Except for the stuffed and mounted Santa & sleigh on the wall, my family has a few oddball Christmas traditions too just like everyone else. Mind you I’m no Scrooge-dude, but over the years I have assembled a slightly warped array of holiday harbingers & habits to help herald n’ Hark the angels ‘BARK’, albeit a bit off-key. Oh sure our gaggle of odd ducks still suck nog and exchange gifts of cheap & waxy chocolate covered cherries and brickyard fruitcake, because Christmas is nothing if it isn’t about quality.
Anyone can buy gaudy and poorly made 3rd world ornaments for their family but I insist on contributing to our nation’s constant need for landfill refuse by making my own. Yes, nearly every year I try to show my Mother the meaning of ‘true love’ with a homemade or recycled ornament creation of hanging JOY. Who can resist some of these decades old deformed beauties when they are made out of rare Christmas finery like waffle batter, peanut shells, melted soda bottles, or my favorite art medium – dryer lint?

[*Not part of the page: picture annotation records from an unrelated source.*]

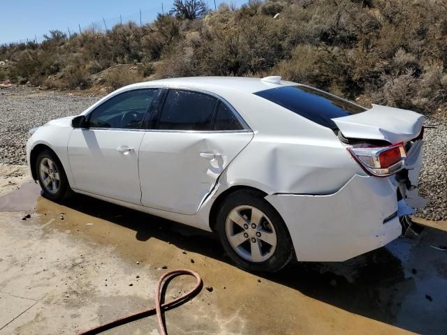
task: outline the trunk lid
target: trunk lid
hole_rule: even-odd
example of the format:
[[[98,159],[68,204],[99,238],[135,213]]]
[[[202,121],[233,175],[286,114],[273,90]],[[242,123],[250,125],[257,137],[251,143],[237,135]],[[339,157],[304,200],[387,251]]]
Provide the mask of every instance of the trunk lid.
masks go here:
[[[411,110],[372,105],[365,112],[332,119],[346,138],[407,142],[422,129],[424,116]]]

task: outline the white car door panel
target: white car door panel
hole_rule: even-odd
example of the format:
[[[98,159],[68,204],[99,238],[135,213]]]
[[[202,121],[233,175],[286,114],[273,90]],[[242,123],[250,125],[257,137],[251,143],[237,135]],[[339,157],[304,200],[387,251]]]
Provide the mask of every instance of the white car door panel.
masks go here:
[[[219,176],[252,137],[251,131],[147,132],[140,148],[142,204],[196,214]]]
[[[74,129],[68,158],[75,188],[140,204],[138,148],[144,132]]]
[[[68,144],[75,188],[141,204],[140,128],[158,89],[133,89],[111,96],[75,128]]]

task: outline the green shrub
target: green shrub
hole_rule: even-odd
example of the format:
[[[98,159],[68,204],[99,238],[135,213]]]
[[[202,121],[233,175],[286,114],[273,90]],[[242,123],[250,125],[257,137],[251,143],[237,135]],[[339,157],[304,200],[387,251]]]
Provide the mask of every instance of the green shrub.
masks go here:
[[[130,85],[142,80],[142,75],[136,70],[130,70],[127,68],[111,68],[105,75],[105,83],[113,89]]]

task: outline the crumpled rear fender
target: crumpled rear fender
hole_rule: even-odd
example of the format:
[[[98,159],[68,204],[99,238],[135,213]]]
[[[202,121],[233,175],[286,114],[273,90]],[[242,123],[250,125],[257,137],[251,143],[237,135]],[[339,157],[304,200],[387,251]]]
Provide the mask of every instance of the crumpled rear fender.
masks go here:
[[[354,176],[324,195],[273,194],[265,199],[284,220],[300,261],[344,261],[401,234],[391,177]]]

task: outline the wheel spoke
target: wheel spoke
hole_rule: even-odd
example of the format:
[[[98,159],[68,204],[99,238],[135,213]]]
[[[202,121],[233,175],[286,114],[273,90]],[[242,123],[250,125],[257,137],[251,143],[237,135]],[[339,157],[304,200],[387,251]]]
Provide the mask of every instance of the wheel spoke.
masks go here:
[[[234,247],[240,246],[242,243],[248,239],[248,237],[245,237],[244,236],[244,232],[240,232],[239,234],[235,234],[228,237],[230,242]]]
[[[241,228],[244,229],[244,225],[247,224],[247,220],[240,215],[237,211],[233,211],[230,214],[230,220],[239,225]]]
[[[259,240],[256,239],[256,242],[250,242],[250,248],[251,248],[251,259],[254,262],[261,262],[263,260],[263,255],[261,253],[261,246]]]
[[[259,230],[259,232],[261,232],[260,239],[270,246],[274,246],[277,245],[277,234],[274,232],[266,232],[262,230]]]
[[[263,216],[264,214],[262,211],[261,211],[257,208],[253,207],[251,209],[251,223],[255,223],[256,225],[259,225],[259,223],[261,223],[261,218],[263,218]]]
[[[47,177],[45,179],[43,179],[43,182],[45,186],[48,187],[48,186],[51,183],[51,179],[50,179],[50,177]]]
[[[44,165],[41,164],[41,175],[45,175],[45,174],[50,174],[50,170]]]

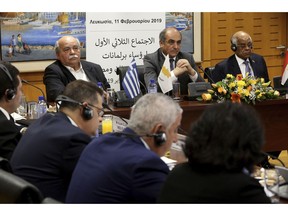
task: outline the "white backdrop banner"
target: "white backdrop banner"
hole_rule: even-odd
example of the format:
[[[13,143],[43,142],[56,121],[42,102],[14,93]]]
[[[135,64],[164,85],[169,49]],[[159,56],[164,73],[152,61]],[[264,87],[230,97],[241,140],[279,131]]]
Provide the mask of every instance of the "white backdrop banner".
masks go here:
[[[159,48],[165,13],[87,13],[86,59],[100,64],[111,87],[120,90],[116,69],[133,58],[143,65],[147,53]]]

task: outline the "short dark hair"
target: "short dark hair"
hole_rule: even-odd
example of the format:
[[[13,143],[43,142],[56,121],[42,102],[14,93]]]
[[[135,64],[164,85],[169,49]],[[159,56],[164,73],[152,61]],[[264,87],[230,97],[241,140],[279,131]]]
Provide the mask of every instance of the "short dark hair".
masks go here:
[[[160,32],[160,34],[159,34],[159,41],[161,41],[161,42],[165,42],[165,41],[166,41],[166,33],[167,33],[167,31],[168,31],[169,29],[176,29],[176,30],[178,31],[178,29],[175,28],[175,27],[167,27],[167,28],[163,29],[163,30]],[[180,32],[180,31],[178,31],[178,32],[179,32],[179,34],[181,35],[181,39],[182,39],[182,34],[181,34],[181,32]]]
[[[97,94],[103,95],[103,90],[100,89],[95,83],[87,82],[84,80],[75,80],[68,83],[62,95],[65,95],[77,102],[87,101],[90,104],[98,103]],[[63,101],[60,105],[61,108],[67,107],[75,110],[79,104]]]
[[[209,106],[191,125],[183,151],[192,166],[204,172],[252,172],[263,144],[263,126],[255,109],[226,102]]]
[[[14,89],[15,92],[17,91],[17,87],[19,86],[20,82],[17,76],[20,74],[19,70],[10,64],[9,62],[0,61],[0,64],[4,65],[7,68],[11,78],[7,76],[7,74],[3,71],[0,67],[0,99],[3,98],[7,89]]]

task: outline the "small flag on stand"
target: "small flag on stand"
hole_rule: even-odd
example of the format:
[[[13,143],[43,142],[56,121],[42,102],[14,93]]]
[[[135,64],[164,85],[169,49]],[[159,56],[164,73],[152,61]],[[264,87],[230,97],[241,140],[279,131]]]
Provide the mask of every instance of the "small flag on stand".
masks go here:
[[[170,73],[169,55],[166,56],[160,74],[158,76],[158,84],[164,94],[173,89]]]
[[[122,86],[128,98],[132,99],[140,94],[140,84],[136,61],[133,58],[122,81]]]
[[[286,50],[285,60],[283,64],[281,85],[284,85],[287,79],[288,79],[288,49]]]

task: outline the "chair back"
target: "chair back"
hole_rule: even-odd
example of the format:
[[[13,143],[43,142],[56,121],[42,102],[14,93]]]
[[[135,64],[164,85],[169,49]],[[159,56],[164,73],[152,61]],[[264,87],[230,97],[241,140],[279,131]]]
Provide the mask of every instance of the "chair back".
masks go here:
[[[10,162],[6,158],[3,158],[3,157],[0,157],[0,169],[3,169],[7,172],[12,173]]]
[[[41,203],[42,200],[36,186],[0,169],[0,203]]]

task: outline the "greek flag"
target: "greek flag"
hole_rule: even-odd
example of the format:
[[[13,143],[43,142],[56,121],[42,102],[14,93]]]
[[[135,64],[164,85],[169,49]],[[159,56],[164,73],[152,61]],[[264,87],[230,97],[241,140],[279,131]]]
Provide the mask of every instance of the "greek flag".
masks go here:
[[[138,71],[136,66],[136,61],[133,58],[128,70],[122,81],[122,86],[128,98],[134,98],[140,94],[140,84],[138,79]]]

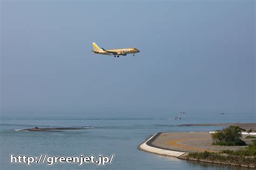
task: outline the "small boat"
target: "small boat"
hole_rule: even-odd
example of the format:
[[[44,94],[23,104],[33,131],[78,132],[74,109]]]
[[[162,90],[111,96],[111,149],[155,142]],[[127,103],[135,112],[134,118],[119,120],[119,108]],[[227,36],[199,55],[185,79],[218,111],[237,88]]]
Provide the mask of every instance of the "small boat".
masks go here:
[[[179,118],[179,117],[174,117],[173,118],[172,118],[172,119],[173,119],[173,120],[181,119],[181,118]]]

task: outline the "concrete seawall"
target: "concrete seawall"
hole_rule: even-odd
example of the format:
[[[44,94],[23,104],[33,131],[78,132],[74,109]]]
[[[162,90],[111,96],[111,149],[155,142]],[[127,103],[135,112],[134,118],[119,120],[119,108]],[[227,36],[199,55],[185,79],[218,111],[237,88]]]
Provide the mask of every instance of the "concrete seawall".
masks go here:
[[[161,133],[157,133],[149,138],[147,140],[139,146],[139,149],[159,155],[176,158],[187,153],[187,152],[167,149],[153,145],[152,144],[152,141],[161,134]]]

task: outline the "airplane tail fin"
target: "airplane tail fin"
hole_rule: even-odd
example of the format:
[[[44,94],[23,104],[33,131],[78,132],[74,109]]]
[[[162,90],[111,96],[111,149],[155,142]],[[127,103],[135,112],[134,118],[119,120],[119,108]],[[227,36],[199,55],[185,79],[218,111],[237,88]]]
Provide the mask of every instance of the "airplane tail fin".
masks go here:
[[[99,51],[102,50],[99,47],[99,46],[96,44],[96,43],[92,43],[92,45],[93,45],[93,49],[95,51]]]

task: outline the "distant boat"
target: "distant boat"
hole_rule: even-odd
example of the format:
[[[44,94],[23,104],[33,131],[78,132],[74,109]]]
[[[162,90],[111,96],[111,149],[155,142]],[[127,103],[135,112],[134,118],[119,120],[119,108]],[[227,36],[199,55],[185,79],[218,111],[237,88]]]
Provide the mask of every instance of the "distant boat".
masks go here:
[[[181,119],[181,118],[179,118],[179,117],[174,117],[173,118],[172,118],[172,119],[173,119],[173,120]]]

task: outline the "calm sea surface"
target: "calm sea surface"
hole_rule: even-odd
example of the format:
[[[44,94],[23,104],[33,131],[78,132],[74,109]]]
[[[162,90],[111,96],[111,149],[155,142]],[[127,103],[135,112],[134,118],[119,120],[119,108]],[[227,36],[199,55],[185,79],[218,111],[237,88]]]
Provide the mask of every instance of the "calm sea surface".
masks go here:
[[[202,116],[203,115],[203,116]],[[177,114],[181,120],[163,119],[88,118],[75,117],[2,117],[0,124],[1,169],[233,169],[239,168],[196,164],[174,158],[157,155],[139,151],[138,145],[158,132],[208,131],[221,126],[176,126],[183,124],[255,122],[254,113]],[[15,130],[53,127],[87,127],[82,130],[63,132],[24,132]],[[116,157],[111,165],[55,164],[52,166],[35,164],[10,164],[10,154],[37,156],[86,155],[101,153]]]

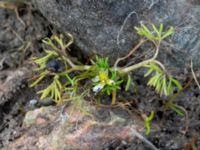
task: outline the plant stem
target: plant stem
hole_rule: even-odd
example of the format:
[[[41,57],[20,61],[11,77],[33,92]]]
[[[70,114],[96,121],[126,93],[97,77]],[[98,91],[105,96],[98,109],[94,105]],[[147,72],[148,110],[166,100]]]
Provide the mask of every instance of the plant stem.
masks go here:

My wife’s siblings and parents prefer to exchange ‘gag’ gifts every year instead of the obligatory stacks of lifeless gift cards. It makes sense since doesn’t everyone love a holiday meal graced with a giant restaurant-sized can of pork n’ beans donning a glittery Santa hat at the head of the table? Not to be out-done, my own Father spreads a healthy helping of Christmas cheer too by annually competing with his Army buddies to distribute the ‘UGLIEST’ Christmas cards they can find and dare send.
So judge me not for my inner ‘hum bug’ and forgive my assault upon age-old holiday traditions. Clearly I am one pinched loaf short of a bread pudding and my lameness should remain blameless due to my family’s BAD genes AND taste. So now you know my relatives may see quality differently, but we TOO try to keep a Dicken’s Christmas “well’ – it’s just that we’re a 'tiny Tim' more ‘SCROOGED’ up than you.